Os Ertegun , dois homens ,Nesuhi, primogênito e Ahmet ,cinco anos mais jovem, e uma mulher ,Selma, eram filhos de um ex-embaixador turco nos EUA,razão de sua residência no país.Oriundos de uma próspera família cultivavam profundo interesse cultural, ambos os irmãos homens possuíam mais de 15 000 lps de jazz e blues.Após oito anos de funcionamento da Atlantic ,Nesuhi foi convidado, pelo irmão Ahmet, a criar e dirigir o setor de jazz da empresa.Sua experiência anterior no meio fonográfico era seu casamento com a filha do dono de uma loja de discos na Califórnia chamada “The Jazz Man Record Shop”. Morando na costa oeste e trabalhando com o sogro, Nesuhi ocupou boa parte da década de quarenta ouvindo e conhecendo pessoalmente as bandas e artistas de jazz dessa região. Sendo, com o tempo, reconhecido e respeitado como um dos maiores especialistas no estilo.Nesuhi trouxe para o selo Atlantic Jazz: Shorty Rodgers, Jimmy Giuffre, Herbie Mann e Les McCann.Após esse período, enclausurou-se dentro do estúdio produzindo e desenvolvendo projetos com John Coltrane, Charles Mingus, Ornette Coleman, e the Modern Jazz Quartet, a relação mais longa e fecunda de um grupo de jazz com a companhia(29 discos, conferidos,num espaço de 38 anos, e as iniciativas solo de John Lewis e Milt Jackson).Como diretor artístico da empresa, Nesuhi preocupou-se com o aspecto estético e qualitativo do produto disco em sí.Dando importância a uma capa de boa apresentação gráfica, uma matéria-prima de qualidade pra confeccionar os discos e um papel resistente e laminado pra causar ao consumidor uma boa impressão no produto que iria adquirir em comparação a outras “majors” do mercado como Columbia,RCA, Capitol e Decca.Padronizou ,da mesma forma, o emprego do disco com formato de doze polegadas com 33 1/3 rpms, prática adotada pela indústria ao redor do mundo.Com a venda da Atlantic, pelo irmão Ahmet ,a mentalidade financeira da família, e no papel de sócio minoritário, tornou-se diretor internacional da Warner Records até sua aposentadoria em 1987.Vindo a falecer dois anos mais tarde,causando grande comoção no meio do jazz.Segundo Milt Jackson “ele era o mais abençoado e dedicado produtor q um artista poderia sonhar”.Edú
Salim? Salim saiu.
Edú tem de aprender o poder de síntese de grijó!

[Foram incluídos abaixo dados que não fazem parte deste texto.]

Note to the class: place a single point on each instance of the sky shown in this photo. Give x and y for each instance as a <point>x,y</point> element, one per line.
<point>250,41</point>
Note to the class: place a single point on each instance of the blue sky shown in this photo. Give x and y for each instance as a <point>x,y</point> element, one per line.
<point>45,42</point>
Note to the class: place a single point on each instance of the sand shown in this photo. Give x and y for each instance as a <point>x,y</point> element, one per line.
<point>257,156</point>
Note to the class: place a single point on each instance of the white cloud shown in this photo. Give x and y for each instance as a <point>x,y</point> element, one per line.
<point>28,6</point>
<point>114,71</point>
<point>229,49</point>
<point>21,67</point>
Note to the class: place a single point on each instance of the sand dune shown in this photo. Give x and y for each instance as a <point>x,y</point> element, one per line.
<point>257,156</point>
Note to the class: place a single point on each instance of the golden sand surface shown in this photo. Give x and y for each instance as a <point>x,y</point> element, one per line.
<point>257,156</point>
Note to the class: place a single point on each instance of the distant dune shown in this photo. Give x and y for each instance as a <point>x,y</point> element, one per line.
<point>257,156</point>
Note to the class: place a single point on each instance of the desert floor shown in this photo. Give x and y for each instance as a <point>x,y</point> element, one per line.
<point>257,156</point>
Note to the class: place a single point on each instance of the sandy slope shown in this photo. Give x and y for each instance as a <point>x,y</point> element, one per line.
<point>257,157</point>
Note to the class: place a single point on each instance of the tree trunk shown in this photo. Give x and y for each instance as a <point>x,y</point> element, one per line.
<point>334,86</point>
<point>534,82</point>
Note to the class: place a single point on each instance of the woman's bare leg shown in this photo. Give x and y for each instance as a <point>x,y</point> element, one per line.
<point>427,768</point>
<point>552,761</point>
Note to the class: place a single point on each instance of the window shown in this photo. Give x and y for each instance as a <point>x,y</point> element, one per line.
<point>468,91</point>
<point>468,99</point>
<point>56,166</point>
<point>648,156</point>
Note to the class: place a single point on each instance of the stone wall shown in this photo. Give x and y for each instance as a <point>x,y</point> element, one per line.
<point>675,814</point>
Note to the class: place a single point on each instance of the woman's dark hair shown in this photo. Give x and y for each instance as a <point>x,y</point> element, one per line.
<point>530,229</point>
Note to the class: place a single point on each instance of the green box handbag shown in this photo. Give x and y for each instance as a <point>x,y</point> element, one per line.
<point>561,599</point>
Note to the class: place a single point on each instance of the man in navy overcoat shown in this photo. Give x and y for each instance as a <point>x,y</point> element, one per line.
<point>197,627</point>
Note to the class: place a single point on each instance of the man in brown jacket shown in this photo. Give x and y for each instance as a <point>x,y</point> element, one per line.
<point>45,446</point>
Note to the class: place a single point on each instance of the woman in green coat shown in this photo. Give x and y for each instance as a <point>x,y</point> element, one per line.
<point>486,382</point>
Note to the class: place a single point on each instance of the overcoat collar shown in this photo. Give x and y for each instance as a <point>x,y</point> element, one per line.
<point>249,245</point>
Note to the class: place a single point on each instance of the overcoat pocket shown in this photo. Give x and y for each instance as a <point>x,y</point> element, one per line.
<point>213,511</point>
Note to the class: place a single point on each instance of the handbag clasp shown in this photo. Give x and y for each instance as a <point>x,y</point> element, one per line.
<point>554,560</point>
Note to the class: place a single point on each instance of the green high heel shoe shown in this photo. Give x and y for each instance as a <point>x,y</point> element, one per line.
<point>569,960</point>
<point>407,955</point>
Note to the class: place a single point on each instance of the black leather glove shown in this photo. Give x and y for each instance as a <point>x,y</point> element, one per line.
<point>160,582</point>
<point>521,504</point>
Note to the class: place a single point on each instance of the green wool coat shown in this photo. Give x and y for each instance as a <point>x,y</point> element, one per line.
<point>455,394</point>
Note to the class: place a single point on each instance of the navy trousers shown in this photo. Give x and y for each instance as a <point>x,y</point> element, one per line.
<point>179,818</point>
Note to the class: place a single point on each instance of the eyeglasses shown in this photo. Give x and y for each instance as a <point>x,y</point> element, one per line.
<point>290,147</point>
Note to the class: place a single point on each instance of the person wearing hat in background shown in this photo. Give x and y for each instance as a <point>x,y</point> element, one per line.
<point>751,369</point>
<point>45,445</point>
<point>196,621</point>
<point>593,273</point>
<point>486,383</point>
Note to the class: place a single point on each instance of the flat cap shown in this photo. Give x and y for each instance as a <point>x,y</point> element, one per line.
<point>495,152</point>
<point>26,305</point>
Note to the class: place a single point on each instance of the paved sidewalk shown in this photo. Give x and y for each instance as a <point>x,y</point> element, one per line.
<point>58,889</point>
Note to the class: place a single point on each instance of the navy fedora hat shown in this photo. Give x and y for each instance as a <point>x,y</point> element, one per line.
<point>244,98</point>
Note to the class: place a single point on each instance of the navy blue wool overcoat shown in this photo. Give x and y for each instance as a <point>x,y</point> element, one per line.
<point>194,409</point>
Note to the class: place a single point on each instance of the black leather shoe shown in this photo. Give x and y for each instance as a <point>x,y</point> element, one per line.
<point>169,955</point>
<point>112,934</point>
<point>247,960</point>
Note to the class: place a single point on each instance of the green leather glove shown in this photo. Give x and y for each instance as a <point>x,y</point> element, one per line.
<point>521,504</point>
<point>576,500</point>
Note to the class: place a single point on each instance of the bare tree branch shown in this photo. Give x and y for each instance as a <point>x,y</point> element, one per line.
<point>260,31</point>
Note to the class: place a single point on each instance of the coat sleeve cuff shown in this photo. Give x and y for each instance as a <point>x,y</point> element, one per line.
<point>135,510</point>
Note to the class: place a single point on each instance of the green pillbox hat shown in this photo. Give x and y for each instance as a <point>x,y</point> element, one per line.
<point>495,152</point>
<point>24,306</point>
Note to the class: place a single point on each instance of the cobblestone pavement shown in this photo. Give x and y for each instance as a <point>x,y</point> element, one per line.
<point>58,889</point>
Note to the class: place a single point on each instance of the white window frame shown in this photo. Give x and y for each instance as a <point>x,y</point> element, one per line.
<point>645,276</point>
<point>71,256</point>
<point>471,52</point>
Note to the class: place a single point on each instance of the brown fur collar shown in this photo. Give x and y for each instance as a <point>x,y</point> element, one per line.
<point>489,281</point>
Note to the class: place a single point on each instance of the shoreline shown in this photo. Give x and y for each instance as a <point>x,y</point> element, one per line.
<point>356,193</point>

Prezado Grijó, obrigado por mais uma excelente resenha. E obrigado também ao Edú, pelas imensas e excelentes notas de rodapé.

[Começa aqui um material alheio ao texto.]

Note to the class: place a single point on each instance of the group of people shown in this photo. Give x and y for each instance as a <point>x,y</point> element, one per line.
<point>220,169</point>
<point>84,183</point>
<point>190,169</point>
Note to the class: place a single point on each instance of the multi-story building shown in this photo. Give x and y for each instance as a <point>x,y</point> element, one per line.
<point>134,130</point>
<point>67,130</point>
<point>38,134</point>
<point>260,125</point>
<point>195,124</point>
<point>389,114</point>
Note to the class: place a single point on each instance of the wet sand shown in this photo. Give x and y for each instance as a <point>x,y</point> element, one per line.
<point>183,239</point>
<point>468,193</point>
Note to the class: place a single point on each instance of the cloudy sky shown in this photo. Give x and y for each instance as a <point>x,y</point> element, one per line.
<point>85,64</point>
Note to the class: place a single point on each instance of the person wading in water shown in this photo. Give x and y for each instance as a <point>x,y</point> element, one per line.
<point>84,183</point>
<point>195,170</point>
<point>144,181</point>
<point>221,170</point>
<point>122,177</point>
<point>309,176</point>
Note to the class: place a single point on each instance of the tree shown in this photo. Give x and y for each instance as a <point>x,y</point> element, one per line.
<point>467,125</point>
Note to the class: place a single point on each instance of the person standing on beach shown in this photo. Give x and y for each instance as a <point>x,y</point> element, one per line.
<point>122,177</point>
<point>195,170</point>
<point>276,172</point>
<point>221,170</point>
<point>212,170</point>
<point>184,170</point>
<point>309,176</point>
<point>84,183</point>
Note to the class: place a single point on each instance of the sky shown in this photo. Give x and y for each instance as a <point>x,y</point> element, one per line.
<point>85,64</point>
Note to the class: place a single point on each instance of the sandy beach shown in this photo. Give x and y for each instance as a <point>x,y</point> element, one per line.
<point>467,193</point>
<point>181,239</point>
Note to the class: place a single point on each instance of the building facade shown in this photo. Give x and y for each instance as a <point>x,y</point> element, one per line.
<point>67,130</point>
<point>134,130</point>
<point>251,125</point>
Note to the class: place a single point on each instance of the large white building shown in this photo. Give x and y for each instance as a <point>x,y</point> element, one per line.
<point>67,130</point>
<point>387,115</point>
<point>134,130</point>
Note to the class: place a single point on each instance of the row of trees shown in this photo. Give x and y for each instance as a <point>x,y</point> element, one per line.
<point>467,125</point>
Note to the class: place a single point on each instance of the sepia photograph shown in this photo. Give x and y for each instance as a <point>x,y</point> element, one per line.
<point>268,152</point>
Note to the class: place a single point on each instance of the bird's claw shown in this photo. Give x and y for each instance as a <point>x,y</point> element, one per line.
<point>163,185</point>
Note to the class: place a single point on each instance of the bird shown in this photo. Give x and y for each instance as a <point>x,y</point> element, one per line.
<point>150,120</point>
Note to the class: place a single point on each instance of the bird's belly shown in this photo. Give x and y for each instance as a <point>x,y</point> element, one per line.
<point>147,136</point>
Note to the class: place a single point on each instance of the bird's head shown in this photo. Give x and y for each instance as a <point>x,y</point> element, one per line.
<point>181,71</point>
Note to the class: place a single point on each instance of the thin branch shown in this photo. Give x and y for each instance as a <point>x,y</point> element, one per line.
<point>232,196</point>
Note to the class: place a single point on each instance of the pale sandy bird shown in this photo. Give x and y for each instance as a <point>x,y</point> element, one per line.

Grande abraço e até amanhã, no Clube.
JL.
Ler (e ouvir) Jazzseen é muito bom, parabéns pela resenha, Grijó, e tb. Edú, pelos comentários, sempre enriquecedores.
Por Mike Collett-White LONDRES (Reuters) - A banda britânica Led Zeppelin fez na segunda-feira, dia 10, um show eletrizante durante mais de duas horas, alimentando a nostalgia de 20 mil espectadores da Arena O2, em Londres, com 16 músicas, inclusive seus maiores hits. O concerto de segunda, um tributo beneficente ao produtor Ahmet Ertegun, que assinou o contrato da banda em 1968, provocou fervorosas especulações de que o grupo iria fazer uma turnê.Edú
Grande resenha...o grijó acerta em cheio mais uma vez.